I am the proud owner of a fascinator.

Whether or not this is literally true for you, this is utterly true for you.

A fascinator is a piece of headgear that elevates and exhilarates any head it crowns. Fascinators come in all colors, shapes, and levels of Gleefully Insane, but the general idea is a large flower-like object that sits atop your head. The larger, the sparklier, the more absurdly adorned, the better. Bring on the rhinestones and petals and actual fluttering birds.

There is nothing shy about wearing a fascinator, which is all the more reason you should wear yours to the supermarket, Tabby’s Place, and/or church.

I was gifted my first fascinator (extra large and ragin’ pink) by one of the dearest, coolest, truest friends I will ever love. This — crowning a wobbly being with a fascinator — is what the coolest, truest friends do. Although my fascinator is currently crowning a large plush Baby Yoda rather than my own scraggly head, it reminds me to be at least one notch more outrageous than I would naturally be inclined.

It is in this sense that I’m quite confident you, too, are the proud owner of a fascinator. Perhaps more than one. Perhaps more than ten.

I am talking about your cat(s). I am talking about your companions. But even if you live in a catless castaway hut off the shores of Tuvalu, you are the proud owner of a fascinator.

I am talking primarily about your courageous, outrageous heart.

You are the proud — albeit unwitting — owner of a heart that hurts and whoops and hurls itself into every cat’s story. I am certain of this. I see you. I know you. (I do not mean this to be half as creepy as it sounds. No, that isn’t me peeking out of your pantry right now, although you do have good taste in artisanal peanut butter.)

And today, I offer you one freewheeling fascinator eager to unleash your own personal panache.

You have already beheld the glory of one Elliot Rosenberg, and you have been appropriately slain.

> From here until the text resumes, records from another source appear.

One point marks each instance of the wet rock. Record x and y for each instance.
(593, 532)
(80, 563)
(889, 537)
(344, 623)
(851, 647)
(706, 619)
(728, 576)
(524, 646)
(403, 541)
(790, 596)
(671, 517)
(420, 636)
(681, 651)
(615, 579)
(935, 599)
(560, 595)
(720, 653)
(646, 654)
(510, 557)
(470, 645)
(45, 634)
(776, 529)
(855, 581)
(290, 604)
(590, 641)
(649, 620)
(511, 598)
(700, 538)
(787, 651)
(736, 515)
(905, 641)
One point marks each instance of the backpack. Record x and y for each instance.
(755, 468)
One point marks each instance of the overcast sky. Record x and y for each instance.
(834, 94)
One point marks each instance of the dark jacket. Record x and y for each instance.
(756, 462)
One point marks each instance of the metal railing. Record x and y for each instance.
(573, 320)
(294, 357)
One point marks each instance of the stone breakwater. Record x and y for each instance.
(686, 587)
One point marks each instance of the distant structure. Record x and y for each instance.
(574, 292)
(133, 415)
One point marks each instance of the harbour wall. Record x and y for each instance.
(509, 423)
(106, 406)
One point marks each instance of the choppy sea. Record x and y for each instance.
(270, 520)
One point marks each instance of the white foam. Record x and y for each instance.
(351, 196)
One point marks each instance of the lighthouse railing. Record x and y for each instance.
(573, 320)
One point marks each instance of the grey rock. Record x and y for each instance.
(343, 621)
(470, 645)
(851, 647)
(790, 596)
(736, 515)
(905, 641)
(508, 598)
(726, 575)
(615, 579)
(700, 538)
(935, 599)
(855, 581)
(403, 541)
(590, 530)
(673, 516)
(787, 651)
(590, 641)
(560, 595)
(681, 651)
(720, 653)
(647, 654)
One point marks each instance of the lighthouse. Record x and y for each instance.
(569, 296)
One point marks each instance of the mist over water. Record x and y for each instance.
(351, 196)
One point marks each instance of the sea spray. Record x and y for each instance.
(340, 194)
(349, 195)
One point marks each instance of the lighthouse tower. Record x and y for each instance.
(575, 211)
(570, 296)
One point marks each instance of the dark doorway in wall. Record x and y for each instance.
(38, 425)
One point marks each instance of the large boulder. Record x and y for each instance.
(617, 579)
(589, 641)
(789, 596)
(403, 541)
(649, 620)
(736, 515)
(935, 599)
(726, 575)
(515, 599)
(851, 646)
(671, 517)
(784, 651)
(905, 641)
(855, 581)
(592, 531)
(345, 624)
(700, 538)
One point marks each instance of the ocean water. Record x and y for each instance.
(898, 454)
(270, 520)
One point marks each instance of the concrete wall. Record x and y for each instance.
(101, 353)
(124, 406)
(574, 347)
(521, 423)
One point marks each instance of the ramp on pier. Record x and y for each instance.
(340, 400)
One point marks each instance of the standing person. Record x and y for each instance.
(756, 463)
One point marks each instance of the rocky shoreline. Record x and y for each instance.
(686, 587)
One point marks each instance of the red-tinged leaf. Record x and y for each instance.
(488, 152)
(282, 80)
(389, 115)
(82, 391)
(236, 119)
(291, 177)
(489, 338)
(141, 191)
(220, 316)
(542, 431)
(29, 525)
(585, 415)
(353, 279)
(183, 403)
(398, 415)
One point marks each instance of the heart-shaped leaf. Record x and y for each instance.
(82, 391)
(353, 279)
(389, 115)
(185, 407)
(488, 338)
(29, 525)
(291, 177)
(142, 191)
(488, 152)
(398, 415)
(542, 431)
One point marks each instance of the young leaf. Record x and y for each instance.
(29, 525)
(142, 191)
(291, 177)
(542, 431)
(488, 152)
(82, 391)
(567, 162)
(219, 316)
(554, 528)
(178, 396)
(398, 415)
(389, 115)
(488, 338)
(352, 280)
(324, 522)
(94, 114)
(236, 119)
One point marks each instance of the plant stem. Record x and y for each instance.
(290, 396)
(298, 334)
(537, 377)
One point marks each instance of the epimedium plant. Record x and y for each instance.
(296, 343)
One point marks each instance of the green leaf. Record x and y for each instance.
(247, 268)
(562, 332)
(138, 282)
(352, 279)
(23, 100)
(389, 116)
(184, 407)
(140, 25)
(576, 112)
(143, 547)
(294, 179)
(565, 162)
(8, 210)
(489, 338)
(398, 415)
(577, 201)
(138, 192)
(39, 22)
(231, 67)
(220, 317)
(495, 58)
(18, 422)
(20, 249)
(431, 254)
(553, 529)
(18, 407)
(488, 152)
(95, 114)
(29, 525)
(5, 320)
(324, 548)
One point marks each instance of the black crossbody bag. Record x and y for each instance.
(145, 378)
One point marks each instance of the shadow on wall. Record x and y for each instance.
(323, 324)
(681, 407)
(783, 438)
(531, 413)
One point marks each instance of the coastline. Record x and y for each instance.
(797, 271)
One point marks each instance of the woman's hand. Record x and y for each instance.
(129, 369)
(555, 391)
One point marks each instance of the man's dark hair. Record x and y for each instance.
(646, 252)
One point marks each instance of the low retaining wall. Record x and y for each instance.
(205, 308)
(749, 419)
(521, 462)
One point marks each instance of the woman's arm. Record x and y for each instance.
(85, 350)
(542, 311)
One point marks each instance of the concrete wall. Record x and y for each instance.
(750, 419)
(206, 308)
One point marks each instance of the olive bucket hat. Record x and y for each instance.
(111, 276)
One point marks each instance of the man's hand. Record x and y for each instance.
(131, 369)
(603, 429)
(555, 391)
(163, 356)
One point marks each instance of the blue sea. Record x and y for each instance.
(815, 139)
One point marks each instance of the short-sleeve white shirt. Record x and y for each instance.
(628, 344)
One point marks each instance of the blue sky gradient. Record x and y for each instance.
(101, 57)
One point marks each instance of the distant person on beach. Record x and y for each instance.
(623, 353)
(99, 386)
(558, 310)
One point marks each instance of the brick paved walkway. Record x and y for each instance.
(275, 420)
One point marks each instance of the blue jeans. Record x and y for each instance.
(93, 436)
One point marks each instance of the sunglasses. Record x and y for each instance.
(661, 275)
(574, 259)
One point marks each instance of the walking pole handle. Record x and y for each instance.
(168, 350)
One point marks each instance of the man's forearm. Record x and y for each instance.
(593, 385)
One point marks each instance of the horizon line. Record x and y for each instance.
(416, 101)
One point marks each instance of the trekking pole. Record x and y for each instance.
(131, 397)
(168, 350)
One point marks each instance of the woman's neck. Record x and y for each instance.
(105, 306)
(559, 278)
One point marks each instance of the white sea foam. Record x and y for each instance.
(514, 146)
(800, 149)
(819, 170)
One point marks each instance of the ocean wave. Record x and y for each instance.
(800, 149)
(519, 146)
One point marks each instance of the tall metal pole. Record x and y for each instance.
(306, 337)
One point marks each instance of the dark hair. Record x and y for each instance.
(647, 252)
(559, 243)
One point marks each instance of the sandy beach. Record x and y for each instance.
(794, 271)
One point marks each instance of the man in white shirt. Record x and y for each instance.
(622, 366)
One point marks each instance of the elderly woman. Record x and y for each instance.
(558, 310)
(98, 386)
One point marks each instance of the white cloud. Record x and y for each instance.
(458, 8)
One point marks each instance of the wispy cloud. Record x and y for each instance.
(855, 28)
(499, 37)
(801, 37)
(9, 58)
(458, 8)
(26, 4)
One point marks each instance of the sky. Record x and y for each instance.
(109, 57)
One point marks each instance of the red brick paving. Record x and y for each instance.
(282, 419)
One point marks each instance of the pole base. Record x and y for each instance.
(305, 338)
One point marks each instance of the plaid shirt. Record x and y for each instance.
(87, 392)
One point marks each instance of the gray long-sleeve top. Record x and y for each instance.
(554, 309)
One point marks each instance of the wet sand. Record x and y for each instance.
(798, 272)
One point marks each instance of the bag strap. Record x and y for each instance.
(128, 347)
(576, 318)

Archaeologists, paleontologists, and theologians hypothesize that it is possible there was once a creature cuter than Elliot, but they seriously doubt it.

Elliot, after all, is the leaping, lunatic, love-driven equivalent of a cookies and cream milkshake, all shook up with a kind of frantic, grateful, gorgeous love of life. He has not ceased to be astounded by his own existence from the moment we met him. He is young, but such a chronic astonishment seems irreversible. Mark my words: Elliot will be even more exuberant and elated and infatuated with his very own life when he’s 18.

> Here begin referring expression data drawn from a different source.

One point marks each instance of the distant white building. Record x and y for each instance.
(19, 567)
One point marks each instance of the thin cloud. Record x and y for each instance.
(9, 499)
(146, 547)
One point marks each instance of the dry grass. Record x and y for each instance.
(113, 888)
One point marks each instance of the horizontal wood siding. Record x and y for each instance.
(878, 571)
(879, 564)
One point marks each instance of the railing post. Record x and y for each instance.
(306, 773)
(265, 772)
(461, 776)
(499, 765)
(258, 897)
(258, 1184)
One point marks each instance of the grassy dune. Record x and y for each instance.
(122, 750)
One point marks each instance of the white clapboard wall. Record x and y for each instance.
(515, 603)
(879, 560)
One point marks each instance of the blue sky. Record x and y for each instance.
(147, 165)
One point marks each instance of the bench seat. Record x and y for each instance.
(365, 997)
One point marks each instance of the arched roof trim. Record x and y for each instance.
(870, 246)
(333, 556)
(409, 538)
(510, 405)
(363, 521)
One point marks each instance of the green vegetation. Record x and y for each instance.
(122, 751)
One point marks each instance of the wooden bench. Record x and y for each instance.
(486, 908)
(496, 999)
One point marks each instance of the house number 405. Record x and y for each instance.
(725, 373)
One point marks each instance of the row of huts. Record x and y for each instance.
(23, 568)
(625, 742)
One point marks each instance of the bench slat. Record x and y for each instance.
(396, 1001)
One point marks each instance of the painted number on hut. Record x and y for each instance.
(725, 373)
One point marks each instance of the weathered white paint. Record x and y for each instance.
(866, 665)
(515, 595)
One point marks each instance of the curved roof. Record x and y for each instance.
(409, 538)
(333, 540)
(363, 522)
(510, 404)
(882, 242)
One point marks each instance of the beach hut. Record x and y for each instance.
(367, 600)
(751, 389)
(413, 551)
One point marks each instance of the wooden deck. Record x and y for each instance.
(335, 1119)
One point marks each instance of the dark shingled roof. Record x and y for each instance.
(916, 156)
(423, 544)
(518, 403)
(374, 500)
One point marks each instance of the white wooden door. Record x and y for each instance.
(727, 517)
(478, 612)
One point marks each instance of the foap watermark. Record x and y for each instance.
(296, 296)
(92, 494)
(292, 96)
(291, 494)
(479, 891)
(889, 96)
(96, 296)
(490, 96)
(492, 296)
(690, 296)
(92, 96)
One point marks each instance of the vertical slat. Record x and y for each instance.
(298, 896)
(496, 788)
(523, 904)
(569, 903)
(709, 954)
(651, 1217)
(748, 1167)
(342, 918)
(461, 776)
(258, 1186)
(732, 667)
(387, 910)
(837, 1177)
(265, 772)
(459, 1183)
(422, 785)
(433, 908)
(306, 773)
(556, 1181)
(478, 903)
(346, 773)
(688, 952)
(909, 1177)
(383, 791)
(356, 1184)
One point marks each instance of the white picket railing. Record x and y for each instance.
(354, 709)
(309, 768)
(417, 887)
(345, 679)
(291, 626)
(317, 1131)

This is all despite the fact that El has a tummy that would send lesser beings tumbling after a weighted blanket and a full box of Beano. If there’s one thing as relentless as Elliot’s thrill over being Elliot, it’s his gut.

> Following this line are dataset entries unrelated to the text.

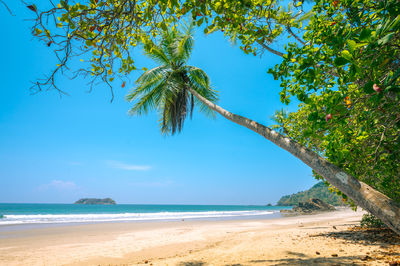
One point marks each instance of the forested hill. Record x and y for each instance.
(319, 191)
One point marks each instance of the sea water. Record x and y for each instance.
(19, 213)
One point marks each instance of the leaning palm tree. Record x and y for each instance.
(168, 88)
(173, 89)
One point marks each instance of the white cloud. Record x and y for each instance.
(165, 183)
(130, 167)
(59, 185)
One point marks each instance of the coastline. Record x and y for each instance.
(290, 240)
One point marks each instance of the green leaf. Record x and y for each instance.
(365, 34)
(386, 38)
(347, 55)
(340, 61)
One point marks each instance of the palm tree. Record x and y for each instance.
(167, 87)
(174, 88)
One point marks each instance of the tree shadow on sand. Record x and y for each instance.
(342, 261)
(192, 263)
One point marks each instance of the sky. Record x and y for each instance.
(58, 149)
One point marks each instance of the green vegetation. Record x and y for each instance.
(347, 80)
(166, 88)
(341, 61)
(370, 221)
(318, 191)
(93, 201)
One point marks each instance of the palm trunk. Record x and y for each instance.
(363, 195)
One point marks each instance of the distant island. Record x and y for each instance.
(92, 201)
(318, 191)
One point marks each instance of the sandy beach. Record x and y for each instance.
(321, 239)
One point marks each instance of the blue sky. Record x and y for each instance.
(58, 149)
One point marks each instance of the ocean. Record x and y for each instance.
(25, 213)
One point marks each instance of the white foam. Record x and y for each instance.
(115, 217)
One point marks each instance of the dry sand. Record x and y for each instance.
(321, 239)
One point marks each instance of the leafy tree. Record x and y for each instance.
(347, 78)
(315, 64)
(166, 87)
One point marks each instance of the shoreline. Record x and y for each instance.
(223, 242)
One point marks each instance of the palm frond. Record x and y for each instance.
(166, 88)
(148, 101)
(153, 74)
(150, 79)
(156, 53)
(185, 43)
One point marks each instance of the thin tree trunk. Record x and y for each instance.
(363, 195)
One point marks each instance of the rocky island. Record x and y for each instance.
(93, 201)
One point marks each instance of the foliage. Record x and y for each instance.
(166, 87)
(320, 191)
(105, 32)
(370, 221)
(347, 80)
(341, 63)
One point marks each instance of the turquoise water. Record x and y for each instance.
(13, 213)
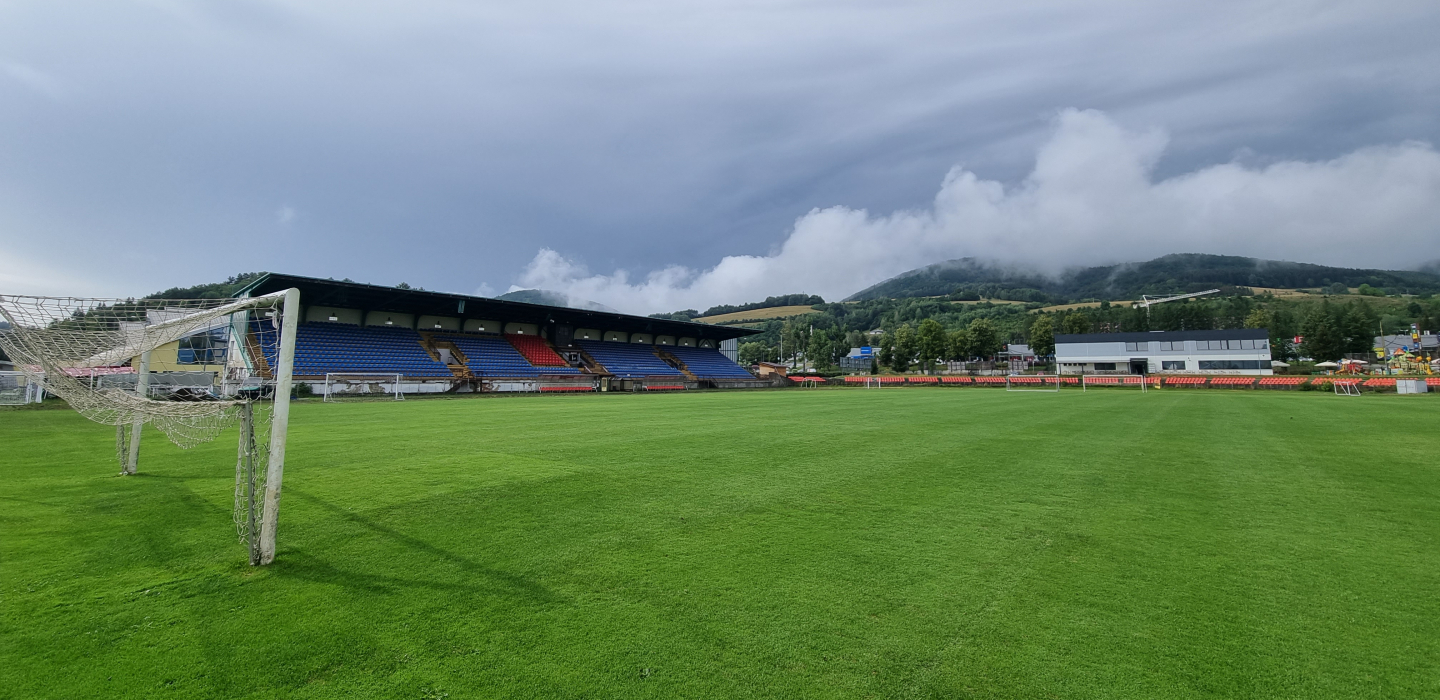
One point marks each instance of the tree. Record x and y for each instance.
(887, 349)
(821, 350)
(1322, 340)
(1076, 323)
(905, 349)
(984, 339)
(1043, 336)
(959, 344)
(930, 342)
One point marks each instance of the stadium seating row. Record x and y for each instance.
(628, 360)
(709, 363)
(331, 347)
(536, 350)
(494, 356)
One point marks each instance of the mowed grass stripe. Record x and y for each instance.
(822, 543)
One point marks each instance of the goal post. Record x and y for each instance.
(1033, 383)
(1115, 382)
(97, 355)
(346, 385)
(16, 389)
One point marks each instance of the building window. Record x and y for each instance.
(203, 347)
(1223, 365)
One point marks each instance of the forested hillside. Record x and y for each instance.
(909, 329)
(1172, 274)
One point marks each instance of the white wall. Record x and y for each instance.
(396, 320)
(1074, 357)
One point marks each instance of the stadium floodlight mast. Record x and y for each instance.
(1148, 301)
(61, 343)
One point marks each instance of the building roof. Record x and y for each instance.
(367, 297)
(1167, 336)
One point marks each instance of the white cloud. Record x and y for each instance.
(1090, 199)
(33, 78)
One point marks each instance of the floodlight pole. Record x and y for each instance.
(275, 470)
(143, 389)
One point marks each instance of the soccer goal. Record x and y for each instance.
(97, 356)
(1033, 382)
(1113, 382)
(16, 389)
(363, 385)
(1344, 388)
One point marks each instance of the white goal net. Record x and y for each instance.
(1115, 382)
(16, 389)
(1033, 383)
(98, 355)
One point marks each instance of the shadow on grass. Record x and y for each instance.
(308, 568)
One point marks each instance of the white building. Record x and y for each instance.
(1226, 352)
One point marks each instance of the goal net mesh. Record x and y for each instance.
(81, 350)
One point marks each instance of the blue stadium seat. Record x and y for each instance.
(709, 363)
(628, 359)
(329, 347)
(493, 356)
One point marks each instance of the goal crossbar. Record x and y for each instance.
(1115, 380)
(362, 383)
(1049, 383)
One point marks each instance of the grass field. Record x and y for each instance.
(778, 543)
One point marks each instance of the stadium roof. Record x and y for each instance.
(1171, 336)
(329, 293)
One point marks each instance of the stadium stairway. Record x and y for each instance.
(676, 362)
(628, 360)
(458, 365)
(589, 363)
(257, 349)
(707, 363)
(536, 350)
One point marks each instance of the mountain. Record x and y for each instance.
(553, 298)
(1171, 274)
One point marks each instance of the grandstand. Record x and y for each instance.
(452, 343)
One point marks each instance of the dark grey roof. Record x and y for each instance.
(1396, 342)
(369, 297)
(1170, 336)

Tummy troubles are no picnic, but neither are they a match for a fascinator. So, day by day, Elliot crowns himself with courage and ridiculousness and goes on rejoicing.

Spend enough time watching him wear his wonder, watching him wear himself out with wheels-off merriment, watching him “WHEEEEEEEEE!” his way through this very imperfect, very glorious life, and you just might find yourself fully fascinated.

It’s hard to keep a good cat (or human, or winged dinosaur) down.

It’s hard to mope when there are flowers and funny objects and feisty-joyful thoughts atop your very being.

So feist forward, you fascinating folks. Remember that you were born to be a zestful creature. Lift high your sparkling, scraggly heads, and let out whoops of gratitude, even in the mire, especially in the mire.

One cookies-and-cream character is counting on you.

Elliot is substantially more fascinating than this individual, which is, obviously, saying a lot.